Science, engineering, and social science principles are used in synthetic biology to create new technologies such mRNA vaccines and alternative meats; A novel method for bringing together established fields is produced by dissecting synthetic biology at various scales; Case studies provide a flexible, scalable method of instruction at various establishments.
Synthetic biology, the science of modifying biology, has a large number of “cooks in the kitchen,” which has contributed to its success but also made developing a coherent, consistent curriculum for students at all study levels exceptionally challenging. The disparities in teaching methods and literature among the several disciplines involved, ranging from chemical engineering to ethics, result in inconsistent outcomes for scientists.
Now, Northwestern University researchers propose a new way to teach synthetic biology that uses different levels of organization — starting at the molecular scale and growing to the societal scale — to teach core principles and a holistic view of developing sustainable synthetic biology technologies. The approach incorporates components from many disciplines, allowing people from many different backgrounds to access synthetic biology education.
A paper detailing the framework was published in the journal Nature Communications.
One of the biggest problems we saw in our students and labs are that they tend to be focused on a very specific problem. For example, if you’re looking at how CRISPR works, you might be studying the localized protein machinery that makes edits to the DNA. But if you’re going to create a technology based on CRISPR, there are many other important facets than the molecular scale workings.
Ashty Karim
“Early versions of synthetic biology courses lacked a conceptual foundation,” said Julius Lucks, a synthetic biology expert and lead author. “From an educational perspective, you saw a kind of hodgepodge depending on which department you were in. We set ourselves the challenge of trying to figure out, how can you merge all those disciplines, somehow develop a common framework and create a common language?”
Lucks is a professor of chemical and biological engineering at Northwestern’s McCormick School of Engineering and co-director of the Center for Synthetic Biology (CSB).

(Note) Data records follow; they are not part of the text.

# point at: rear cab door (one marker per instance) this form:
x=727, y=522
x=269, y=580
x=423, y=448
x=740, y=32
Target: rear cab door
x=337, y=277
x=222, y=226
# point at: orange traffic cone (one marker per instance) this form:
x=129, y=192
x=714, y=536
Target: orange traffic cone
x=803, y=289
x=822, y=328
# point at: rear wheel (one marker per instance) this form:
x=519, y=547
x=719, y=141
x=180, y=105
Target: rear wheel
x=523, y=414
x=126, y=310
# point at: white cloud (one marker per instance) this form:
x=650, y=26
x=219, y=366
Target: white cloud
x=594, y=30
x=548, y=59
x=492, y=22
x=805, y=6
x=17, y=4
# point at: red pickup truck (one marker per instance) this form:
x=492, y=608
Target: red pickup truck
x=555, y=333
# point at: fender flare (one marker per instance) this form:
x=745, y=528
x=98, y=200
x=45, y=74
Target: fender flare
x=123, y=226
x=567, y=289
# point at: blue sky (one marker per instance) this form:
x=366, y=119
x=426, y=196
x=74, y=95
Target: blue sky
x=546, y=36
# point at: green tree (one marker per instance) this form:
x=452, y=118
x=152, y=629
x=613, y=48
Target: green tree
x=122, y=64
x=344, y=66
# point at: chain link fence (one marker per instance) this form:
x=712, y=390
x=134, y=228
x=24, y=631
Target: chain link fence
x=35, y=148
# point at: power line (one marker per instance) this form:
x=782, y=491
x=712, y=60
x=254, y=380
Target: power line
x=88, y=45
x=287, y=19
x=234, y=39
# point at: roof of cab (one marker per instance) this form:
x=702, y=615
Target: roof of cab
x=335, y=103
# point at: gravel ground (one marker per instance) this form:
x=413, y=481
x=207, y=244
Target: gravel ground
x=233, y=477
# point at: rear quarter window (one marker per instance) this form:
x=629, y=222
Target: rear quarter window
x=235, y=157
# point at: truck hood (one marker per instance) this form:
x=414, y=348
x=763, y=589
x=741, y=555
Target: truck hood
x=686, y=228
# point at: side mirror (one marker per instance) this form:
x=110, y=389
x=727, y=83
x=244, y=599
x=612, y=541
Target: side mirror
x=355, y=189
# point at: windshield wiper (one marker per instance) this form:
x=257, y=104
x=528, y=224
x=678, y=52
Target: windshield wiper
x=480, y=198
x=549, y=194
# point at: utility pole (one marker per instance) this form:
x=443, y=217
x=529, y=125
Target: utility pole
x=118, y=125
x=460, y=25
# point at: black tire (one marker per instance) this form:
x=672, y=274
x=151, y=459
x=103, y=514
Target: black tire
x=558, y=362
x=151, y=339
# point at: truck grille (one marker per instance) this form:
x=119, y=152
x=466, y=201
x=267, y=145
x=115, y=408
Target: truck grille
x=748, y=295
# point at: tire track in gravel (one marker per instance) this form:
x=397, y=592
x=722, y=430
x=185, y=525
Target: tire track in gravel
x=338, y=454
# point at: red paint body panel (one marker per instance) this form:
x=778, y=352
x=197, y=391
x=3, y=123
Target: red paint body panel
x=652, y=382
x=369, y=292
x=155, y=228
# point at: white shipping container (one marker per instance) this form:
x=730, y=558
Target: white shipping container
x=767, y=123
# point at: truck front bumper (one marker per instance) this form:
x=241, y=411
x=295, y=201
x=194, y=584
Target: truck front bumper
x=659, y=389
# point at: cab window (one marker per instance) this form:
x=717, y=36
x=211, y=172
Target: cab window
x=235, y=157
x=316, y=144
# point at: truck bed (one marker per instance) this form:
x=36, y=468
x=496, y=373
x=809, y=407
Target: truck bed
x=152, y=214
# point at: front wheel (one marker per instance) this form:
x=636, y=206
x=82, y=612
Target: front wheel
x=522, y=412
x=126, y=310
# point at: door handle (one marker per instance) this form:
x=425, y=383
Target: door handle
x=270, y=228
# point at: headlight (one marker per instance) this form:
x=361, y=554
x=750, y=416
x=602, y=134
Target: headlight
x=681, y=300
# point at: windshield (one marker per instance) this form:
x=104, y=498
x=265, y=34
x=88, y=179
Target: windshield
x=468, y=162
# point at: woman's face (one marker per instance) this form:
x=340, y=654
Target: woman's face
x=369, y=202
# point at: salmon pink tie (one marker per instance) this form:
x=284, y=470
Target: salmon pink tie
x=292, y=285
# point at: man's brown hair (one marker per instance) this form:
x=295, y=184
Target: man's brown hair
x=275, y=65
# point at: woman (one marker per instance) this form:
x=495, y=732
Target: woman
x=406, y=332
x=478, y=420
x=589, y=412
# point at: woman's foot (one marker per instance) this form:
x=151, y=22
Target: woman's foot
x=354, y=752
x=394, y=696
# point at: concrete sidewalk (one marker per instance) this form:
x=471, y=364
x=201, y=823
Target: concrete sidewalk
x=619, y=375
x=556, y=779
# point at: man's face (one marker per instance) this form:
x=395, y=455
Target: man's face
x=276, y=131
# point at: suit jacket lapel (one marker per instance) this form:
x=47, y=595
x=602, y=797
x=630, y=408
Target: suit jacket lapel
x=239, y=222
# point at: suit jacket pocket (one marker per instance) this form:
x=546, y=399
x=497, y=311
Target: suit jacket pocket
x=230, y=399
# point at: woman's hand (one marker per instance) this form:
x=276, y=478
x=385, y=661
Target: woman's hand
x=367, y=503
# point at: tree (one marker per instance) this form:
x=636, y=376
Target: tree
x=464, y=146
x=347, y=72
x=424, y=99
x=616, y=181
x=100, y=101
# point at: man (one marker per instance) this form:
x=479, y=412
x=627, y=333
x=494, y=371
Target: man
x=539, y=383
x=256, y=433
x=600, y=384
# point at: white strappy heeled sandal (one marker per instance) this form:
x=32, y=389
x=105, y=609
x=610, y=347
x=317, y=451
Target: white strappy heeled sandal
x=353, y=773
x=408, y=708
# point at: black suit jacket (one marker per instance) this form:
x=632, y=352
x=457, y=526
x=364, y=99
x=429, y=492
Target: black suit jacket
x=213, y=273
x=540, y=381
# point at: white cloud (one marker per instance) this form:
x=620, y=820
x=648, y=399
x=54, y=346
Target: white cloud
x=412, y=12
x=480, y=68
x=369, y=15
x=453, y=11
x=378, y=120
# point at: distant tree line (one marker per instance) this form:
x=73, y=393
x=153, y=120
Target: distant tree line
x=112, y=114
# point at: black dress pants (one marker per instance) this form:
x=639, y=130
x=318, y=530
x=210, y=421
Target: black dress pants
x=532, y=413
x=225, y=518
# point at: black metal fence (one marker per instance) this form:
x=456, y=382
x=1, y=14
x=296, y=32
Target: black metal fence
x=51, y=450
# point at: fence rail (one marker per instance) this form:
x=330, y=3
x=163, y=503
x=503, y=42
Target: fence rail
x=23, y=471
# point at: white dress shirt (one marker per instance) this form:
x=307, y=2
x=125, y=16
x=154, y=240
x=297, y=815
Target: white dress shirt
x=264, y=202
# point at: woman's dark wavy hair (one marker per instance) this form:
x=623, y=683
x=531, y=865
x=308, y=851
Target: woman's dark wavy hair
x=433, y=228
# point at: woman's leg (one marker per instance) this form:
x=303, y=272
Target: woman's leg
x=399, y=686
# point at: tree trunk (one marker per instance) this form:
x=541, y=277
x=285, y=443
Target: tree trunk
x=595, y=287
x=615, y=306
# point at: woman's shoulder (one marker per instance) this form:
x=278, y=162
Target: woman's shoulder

When genetic engineering emerged in the 1970s, the idea to reuse, repurpose and reconfigure biological systems to address challenges in society — the core of synthetic biology — became possible. With CRISPR’s advent around 1990, synthetic biology was popularized and, without any curriculum to turn to, faced an identity problem.
“One of the biggest problems we saw in our students and labs are that they tend to be focused on a very specific problem,” said Ashty Karim, a Northwestern research assistant professor of chemical and biological engineering and the paper’s first author.
“For example, if you’re looking at how CRISPR works, you might be studying the localized protein machinery that makes edits to the DNA. But if you’re going to create a technology based on CRISPR, there are many other important facets than the molecular scale workings. How does it work in the context of a cell or a population of cells within someone’s body across different tissues? How does that interact with current healthcare systems? These are discussions that we need to be having and might influence the science that we do.”
Karim is the director of research at CSB and a core member of its faculty.
From this came the idea of breaking down biology into scales, developed originally from a conversation about how most introductory biology courses present a continuum that moves from DNA to tissue to organism. There are emerging behaviors that appear at different levels of organization; society behaves differently from an organism, and so on. Synthetic biology, according to the paper, can be broken down into five components: molecular, circuit/network, cellular, biological communities and societal.
Key to the proposed framework is the presence of robust ethics at each scale.
By piloting the curriculum with undergraduate and graduate students at Northwestern, the authors said they found that different core principles, like thermodynamics and kinetics, mapped onto different scales naturally. For instance, do you need to understand a principle all the time? Or can you “ignore” it up to a certain scale?
Curriculum should also be underpinned by case studies that help learners analyze how engineering choices made at one scale affect biological function at another, assemble potential solutions to global challenges across scales and identify the impact of synthetic biology on societal goals and ethical issues. Case studies can also be tailored to the institution or instructor implementing the curriculum.
According to Lucks and Karim, who both stated that the idea “clicked” for students even on the first occasion they taught the course, presenting the technique in classes has been extremely successful. The Northwestern Center for Synthetic Biology really employs the scales concept to organize its high edge collaborative research, that’s how successful it has been.
In addition, the researchers anticipate that the curriculum may be applied much more widely. They have made ideas and resources available for others to utilize in order to customize the method to suit their requirements and interests.